Last week I gardened for forty minutes. Yesterday I counted nineteen bug bites from that adventure, just on my left leg below my knee but above my ankle. Remind me again why people like gardening?

Today I gardened forty more minutes. I got rid of some more johnson grass, beggar's lice, and that sticky weed that I've since heard referred to as "velcro weed." I also cut down a few evil trees, some of which I have already chopped down before, which have new branches growing out the sides of the old stumps. That's so not fair.

On the other hand, my rose garden was still virtually weed free.

**

I've been seeing more buildings around town that are being built in that style of one big building covering a whole block with shops on the ground floor and apartments above.
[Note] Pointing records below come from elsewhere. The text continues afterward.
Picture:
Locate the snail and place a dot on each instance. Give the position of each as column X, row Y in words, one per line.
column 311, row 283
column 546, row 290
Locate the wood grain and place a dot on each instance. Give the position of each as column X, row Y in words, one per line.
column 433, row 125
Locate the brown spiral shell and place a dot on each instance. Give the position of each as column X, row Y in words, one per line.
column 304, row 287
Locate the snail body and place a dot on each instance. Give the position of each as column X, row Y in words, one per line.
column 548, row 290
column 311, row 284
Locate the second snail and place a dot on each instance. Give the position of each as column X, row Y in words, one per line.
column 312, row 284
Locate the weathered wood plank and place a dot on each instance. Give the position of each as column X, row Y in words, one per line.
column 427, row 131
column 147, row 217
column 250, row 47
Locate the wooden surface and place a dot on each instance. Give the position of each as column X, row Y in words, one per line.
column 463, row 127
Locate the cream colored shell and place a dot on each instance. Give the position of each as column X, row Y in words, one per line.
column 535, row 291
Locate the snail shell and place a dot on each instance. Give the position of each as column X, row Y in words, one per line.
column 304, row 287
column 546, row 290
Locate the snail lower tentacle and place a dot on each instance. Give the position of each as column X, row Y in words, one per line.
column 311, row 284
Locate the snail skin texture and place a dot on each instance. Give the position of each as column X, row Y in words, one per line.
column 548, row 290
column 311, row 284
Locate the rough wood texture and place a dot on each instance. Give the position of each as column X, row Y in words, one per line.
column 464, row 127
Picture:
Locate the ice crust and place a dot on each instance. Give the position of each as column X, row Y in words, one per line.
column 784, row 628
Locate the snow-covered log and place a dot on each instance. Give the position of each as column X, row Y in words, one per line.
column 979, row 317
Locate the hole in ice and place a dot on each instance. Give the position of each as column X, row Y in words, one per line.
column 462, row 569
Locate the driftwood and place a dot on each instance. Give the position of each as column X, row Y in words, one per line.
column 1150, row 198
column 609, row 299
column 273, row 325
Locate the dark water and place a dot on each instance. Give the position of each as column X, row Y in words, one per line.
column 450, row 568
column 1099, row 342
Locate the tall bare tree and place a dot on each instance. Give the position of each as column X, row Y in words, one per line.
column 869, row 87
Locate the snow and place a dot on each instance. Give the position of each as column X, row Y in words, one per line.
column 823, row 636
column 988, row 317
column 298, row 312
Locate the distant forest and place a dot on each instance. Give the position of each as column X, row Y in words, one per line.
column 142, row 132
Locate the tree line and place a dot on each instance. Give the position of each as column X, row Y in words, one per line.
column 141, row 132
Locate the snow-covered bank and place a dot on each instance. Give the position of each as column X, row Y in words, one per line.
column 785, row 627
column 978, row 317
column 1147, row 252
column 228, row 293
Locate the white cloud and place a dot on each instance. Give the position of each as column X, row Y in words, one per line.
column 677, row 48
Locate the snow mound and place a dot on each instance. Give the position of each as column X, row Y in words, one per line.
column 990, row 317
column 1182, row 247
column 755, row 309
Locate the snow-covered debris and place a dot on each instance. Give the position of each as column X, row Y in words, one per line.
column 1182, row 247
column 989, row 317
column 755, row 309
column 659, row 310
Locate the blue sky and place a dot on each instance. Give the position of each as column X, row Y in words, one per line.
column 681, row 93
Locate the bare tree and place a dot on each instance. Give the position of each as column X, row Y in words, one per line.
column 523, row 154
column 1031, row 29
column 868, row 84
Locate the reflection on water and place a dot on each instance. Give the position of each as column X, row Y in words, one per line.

If only those could come with parking and be more soundproof than apartments I've lived in before, that would definitely be my favorite lifestyle. I'd love to just have a patio garden and walk most places. But I also enjoy being able to jump around in my house and sing along with recorded music at any time of the day or night without worrying about bothering my neighbors. And I really don't want my friends never to visit me just because there's no place to park. And none of them live anywhere near good mass transit systems, partly because most of my friends are going the suburb route and partly because we don't have any. One couple does live near an edge of town that has some okay bus routes, and one lives in central condo.

Oh, right, I also hate condo fees and condo associations. I guess I'll keep working on this gardening thing.

Maybe the best idea is to own an entire fourplex or sixplex. Then you are the condo association! And the condo fees are much more predictable.

**

Woo hoo! Another one of my friends has started journaling online! (You never know what's going on during 24 hours of technical difficulties; the universe may be changing.) Mac the Mike begins by not setting your expectations too high: "Expect regular updates on when i cut my toenails, etc."